Some(a / b) // Normal return
}

fn main() {
match divide(10.0, 2.0) {
Some(result) => println!("10 ÷ 2 = {}", result),
None => println!("Cannot divide by zero!"),
}

match divide(10.0, 0.0) {
Some(result) => println!("10 ÷ 0 = {}", result),
None => println!("Cannot divide by zero!"),
}
}

Output:

10 ÷ 2 = 5
Cannot divide by zero!

This example demonstrates not only early returns but also the use of Rust's Option type for handling potential failure cases.

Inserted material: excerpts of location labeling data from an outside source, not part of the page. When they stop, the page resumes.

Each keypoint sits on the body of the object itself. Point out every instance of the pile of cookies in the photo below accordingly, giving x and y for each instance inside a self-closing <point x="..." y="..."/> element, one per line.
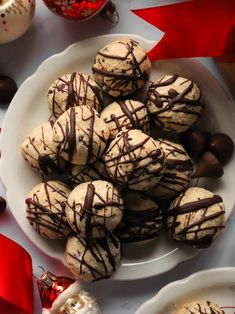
<point x="199" y="307"/>
<point x="105" y="174"/>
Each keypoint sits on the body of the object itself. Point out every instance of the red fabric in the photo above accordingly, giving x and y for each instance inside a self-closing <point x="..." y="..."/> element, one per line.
<point x="199" y="28"/>
<point x="16" y="283"/>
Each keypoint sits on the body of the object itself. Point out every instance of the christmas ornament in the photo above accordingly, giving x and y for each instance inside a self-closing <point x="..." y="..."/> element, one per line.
<point x="15" y="18"/>
<point x="80" y="9"/>
<point x="8" y="89"/>
<point x="16" y="284"/>
<point x="62" y="295"/>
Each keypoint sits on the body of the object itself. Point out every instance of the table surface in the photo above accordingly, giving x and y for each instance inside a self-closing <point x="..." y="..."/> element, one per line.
<point x="48" y="35"/>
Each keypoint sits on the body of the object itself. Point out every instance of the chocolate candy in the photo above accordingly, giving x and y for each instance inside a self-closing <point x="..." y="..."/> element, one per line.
<point x="3" y="204"/>
<point x="8" y="89"/>
<point x="195" y="142"/>
<point x="209" y="166"/>
<point x="222" y="146"/>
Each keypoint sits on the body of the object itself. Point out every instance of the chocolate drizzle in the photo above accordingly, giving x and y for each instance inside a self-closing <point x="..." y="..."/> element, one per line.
<point x="178" y="170"/>
<point x="138" y="224"/>
<point x="79" y="90"/>
<point x="105" y="252"/>
<point x="131" y="164"/>
<point x="126" y="81"/>
<point x="174" y="102"/>
<point x="94" y="171"/>
<point x="206" y="307"/>
<point x="195" y="225"/>
<point x="39" y="153"/>
<point x="134" y="116"/>
<point x="74" y="135"/>
<point x="94" y="213"/>
<point x="47" y="216"/>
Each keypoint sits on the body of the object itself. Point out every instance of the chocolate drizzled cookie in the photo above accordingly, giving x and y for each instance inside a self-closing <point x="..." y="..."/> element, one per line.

Functions as Expressions vs. Statements

In Rust, functions themselves are expressions, not statements. This means you can use them in ways that might surprise you if you're coming from other languages:

rust
fn get_greeting() -> &'static str {
"Hello, Rust programmer!"
}

fn main() {
let greeting = get_greeting();
println!("{}", greeting);
}

Output:

Hello, Rust programmer!

Function Scope and Lifetime

Variables defined inside a function are only accessible within that function:

rust
fn main() {
let outside_variable = 10;

{
// This is a new scope
let inside_variable = 20;
println!("Inside: can access outside_variable: {}", outside_variable);
println!("Inside: can access inside_variable: {}", inside_variable);
}

println!("Outside: can access outside_variable: {}", outside_variable);
// This would cause a compilation error:
// println!("Outside: cannot access inside_variable: {}", inside_variable);
}

Output:

Inside: can access outside_variable: 10
Inside: can access inside_variable: 20
Outside: can access outside_variable: 10

Practical Examples

Example 1: Temperature Converter

rust
fn celsius_to_fahrenheit(celsius: f64) -> f64 {
(celsius * 9.0 / 5.0) + 32.0
}

fn fahrenheit_to_celsius(fahrenheit: f64) -> f64 {
(fahrenheit - 32.0) * 5.0 / 9.0
}

fn main() {
let celsius = 25.0;
let fahrenheit = celsius_to_fahrenheit(celsius);
println!("{:.1}°C = {:.1}°F", celsius, fahrenheit);

let fahrenheit = 98.6;
let celsius = fahrenheit_to_celsius(fahrenheit);
println!("{:.1}°F = {:.1}°C", fahrenheit, celsius);
}

Output:

25.0°C = 77.0°F
98.6°F = 37.0°C

Example 2: Simple Calculator

rust
fn calculator(a: f64, b: f64, operation: char) -> Option<f64> {
match operation {
'+' => Some(a + b),
'-' => Some(a - b),
'*' => Some(a * b),
'/' => {
if b == 0.0 {
None // Cannot divide by zero
} else {
Some(a / b)
}
},
_ => None, // Invalid operation
}
}

fn main() {
let operations = [(5.0, 3.0, '+'), (10.0, 2.0, '/'), (7.0, 0.0, '/'), (4.0, 3.0, '^')];

for (a, b, op) in operations {
match calculator(a, b, op) {
Some(result) => println!("{} {} {} = {}", a, op, b, result),
None => println!("{} {} {} = Error", a, op, b),
}
}
}

Output:

5 + 3 = 8
10 / 2 = 5
7 / 0 = Error
4 ^ 3 = Error

Function Organization in Rust Programs

As your programs grow, organizing functions becomes important. Here's a diagram showing how functions are typically organized in Rust programs:

Summary

In this guide, we've covered the fundamentals of Rust functions:

  • Basic function syntax using the fn keyword
  • Parameters and type annotations
  • Return values and implicit returns
  • Early returns and conditional logic
  • Function scope and variable visibility
  • Practical examples showing functions in action

Functions are a fundamental building block in Rust, and mastering them is essential for writing clean, efficient, and maintainable code.

Exercises

  1. Write a function that calculates the area of a rectangle given its width and height.
  2. Create a function that takes a string and returns whether it's a palindrome (reads the same forward and backward).
  3. Implement a simple interest calculator function that takes principal amount, rate, and time as parameters.
  4. Write a function that accepts an array of integers and returns the sum, average, minimum, and maximum values.